Print

Print


James Cummings wrote:

>I still think there is a problem where you have collections of text of 
>unknown or inconsistent structures and you want to index them so a user 
>just entering a keyword gets back sensible sections of any individual part 
>of a composite document.  One way to do it, as you know, is for any 
>individual hit to test ancestor nodes for a set of known element types 
>(sp/p/divs of particular types/etc.) and use that to know how much to give 
>the user.  Just strikes me as not the best solution because of fixing the 
>need in the logic (ie. the xslt) to know the types of document in the 
>collection.  If we only have prose and then add a poem, or a play, 
>suddenly then the logic needs to change.  If, of course, it has only been 
>written to handle the existing known types, rather than all probable 
>types.  I know I'm making too much of that and it is not too difficult, 
>but it is the principle behind it that I'm interested in.
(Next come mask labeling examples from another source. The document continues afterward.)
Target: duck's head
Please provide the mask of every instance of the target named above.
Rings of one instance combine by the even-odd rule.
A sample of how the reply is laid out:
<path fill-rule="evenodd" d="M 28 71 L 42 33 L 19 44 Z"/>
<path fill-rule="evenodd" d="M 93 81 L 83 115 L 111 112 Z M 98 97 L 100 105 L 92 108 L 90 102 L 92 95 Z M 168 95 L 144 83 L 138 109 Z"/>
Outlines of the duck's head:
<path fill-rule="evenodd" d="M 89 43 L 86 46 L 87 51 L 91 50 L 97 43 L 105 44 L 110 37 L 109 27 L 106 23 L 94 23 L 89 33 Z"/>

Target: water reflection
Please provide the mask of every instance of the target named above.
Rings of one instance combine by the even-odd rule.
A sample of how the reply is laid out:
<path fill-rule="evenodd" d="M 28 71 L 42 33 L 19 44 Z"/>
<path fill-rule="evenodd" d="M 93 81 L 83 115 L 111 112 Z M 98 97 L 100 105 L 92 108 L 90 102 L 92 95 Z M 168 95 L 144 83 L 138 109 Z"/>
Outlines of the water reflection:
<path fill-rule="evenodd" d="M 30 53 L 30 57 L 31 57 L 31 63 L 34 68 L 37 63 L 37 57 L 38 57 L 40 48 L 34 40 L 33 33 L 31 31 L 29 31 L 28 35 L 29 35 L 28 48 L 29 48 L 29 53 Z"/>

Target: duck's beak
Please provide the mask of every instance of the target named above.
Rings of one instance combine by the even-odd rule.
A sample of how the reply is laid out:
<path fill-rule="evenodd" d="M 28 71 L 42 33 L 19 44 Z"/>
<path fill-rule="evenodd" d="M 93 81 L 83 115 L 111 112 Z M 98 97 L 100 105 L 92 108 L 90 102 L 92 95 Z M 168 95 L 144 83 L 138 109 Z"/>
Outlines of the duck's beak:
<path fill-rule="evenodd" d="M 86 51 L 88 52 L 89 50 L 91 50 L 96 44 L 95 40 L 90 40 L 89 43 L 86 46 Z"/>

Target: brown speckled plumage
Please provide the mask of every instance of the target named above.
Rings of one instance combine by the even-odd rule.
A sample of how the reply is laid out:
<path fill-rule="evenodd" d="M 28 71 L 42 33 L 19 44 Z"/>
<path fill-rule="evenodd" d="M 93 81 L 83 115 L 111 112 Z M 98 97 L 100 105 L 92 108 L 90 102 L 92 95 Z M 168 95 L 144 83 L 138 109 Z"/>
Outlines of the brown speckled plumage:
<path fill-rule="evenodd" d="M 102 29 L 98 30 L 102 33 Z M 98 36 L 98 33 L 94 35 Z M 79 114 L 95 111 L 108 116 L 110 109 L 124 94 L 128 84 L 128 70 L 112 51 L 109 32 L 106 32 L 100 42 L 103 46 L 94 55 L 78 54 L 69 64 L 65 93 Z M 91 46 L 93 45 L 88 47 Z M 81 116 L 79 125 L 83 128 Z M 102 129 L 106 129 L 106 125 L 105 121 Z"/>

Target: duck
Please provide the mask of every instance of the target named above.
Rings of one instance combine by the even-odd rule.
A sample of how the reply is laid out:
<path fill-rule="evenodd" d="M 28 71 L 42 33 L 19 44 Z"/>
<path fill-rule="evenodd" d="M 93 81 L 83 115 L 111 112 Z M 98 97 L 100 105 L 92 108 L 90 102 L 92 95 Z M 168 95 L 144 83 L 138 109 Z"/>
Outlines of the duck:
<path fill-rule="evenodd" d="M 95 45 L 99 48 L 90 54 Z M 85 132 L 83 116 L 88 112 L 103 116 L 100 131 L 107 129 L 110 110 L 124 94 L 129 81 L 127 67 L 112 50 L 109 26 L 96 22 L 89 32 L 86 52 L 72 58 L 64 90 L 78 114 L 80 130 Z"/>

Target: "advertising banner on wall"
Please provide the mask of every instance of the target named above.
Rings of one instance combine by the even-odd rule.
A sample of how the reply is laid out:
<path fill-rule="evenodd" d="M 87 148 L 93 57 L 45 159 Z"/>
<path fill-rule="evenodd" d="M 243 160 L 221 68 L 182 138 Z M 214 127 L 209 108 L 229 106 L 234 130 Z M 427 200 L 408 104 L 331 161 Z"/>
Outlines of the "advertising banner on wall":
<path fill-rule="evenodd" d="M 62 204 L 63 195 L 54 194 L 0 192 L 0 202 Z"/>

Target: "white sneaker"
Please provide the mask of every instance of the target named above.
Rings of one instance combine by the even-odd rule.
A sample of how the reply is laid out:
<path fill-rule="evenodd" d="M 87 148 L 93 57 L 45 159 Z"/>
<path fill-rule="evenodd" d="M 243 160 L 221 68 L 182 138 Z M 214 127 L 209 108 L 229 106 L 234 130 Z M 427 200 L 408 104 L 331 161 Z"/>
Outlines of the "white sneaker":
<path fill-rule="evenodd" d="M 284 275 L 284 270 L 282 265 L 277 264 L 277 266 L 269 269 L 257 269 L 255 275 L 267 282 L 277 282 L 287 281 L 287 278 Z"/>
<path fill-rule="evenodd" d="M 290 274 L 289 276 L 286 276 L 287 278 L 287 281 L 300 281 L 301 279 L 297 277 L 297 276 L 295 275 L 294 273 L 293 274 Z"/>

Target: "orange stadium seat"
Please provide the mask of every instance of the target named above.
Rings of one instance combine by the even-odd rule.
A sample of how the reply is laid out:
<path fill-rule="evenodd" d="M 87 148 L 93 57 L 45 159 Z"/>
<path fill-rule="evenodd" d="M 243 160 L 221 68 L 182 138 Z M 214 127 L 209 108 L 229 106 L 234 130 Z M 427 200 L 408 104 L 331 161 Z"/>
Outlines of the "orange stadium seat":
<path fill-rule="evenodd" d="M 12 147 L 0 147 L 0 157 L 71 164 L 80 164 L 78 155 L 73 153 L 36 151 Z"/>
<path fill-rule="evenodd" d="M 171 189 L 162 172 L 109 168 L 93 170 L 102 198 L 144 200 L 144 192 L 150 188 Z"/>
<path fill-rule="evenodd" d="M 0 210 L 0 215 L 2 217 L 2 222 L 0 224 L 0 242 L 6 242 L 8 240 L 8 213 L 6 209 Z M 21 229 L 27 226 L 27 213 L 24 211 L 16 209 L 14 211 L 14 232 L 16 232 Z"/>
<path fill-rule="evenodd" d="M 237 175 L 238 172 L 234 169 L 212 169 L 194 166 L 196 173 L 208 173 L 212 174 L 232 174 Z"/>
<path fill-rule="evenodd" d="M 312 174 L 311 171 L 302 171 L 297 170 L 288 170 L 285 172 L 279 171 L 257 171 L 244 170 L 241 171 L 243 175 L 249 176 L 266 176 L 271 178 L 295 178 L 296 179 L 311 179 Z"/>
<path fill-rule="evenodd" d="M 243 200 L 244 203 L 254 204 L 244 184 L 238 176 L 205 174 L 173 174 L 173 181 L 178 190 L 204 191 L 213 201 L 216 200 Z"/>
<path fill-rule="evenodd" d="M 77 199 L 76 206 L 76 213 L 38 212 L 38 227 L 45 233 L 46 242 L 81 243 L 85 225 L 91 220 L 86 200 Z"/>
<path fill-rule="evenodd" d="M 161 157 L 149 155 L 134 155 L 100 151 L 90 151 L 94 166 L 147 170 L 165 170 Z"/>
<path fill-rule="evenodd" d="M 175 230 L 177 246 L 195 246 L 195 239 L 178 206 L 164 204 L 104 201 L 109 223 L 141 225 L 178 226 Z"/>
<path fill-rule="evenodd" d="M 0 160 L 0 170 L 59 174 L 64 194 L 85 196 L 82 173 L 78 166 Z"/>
If it is likely that the logic needs to change sometime, it is perhaps best 
to use a sort of "search sheet" which specifies the behaviour of a search 
engine similar to what a style sheet does when applied by a rendering 
engine.  For example, such a seach sheet could include the command to 
specify the framing tag of the context of a search word to be displayed as 
follows:

<DisplayContext FramingTag = "div p" />

which means: "use the 'div' tag and, if no 'div' tag was found, fall back 
on the 'p' tag".  If at some later stage a new document is added to the 
collection which uses <div1> instead of <div> this document could be 
associated with a modified version of the seach sheet which uses the command:

<DisplayContext FramingTag = "div1 p" />

The association of a TEI document and a search sheet could either be 
hardcoded as a processing instruction in the TEI document or some external 
mechanism could be used (a catalogue file, autodetecting by file name, 
analysis of the document header, etc.), or a combination of both.

Dieter Köhler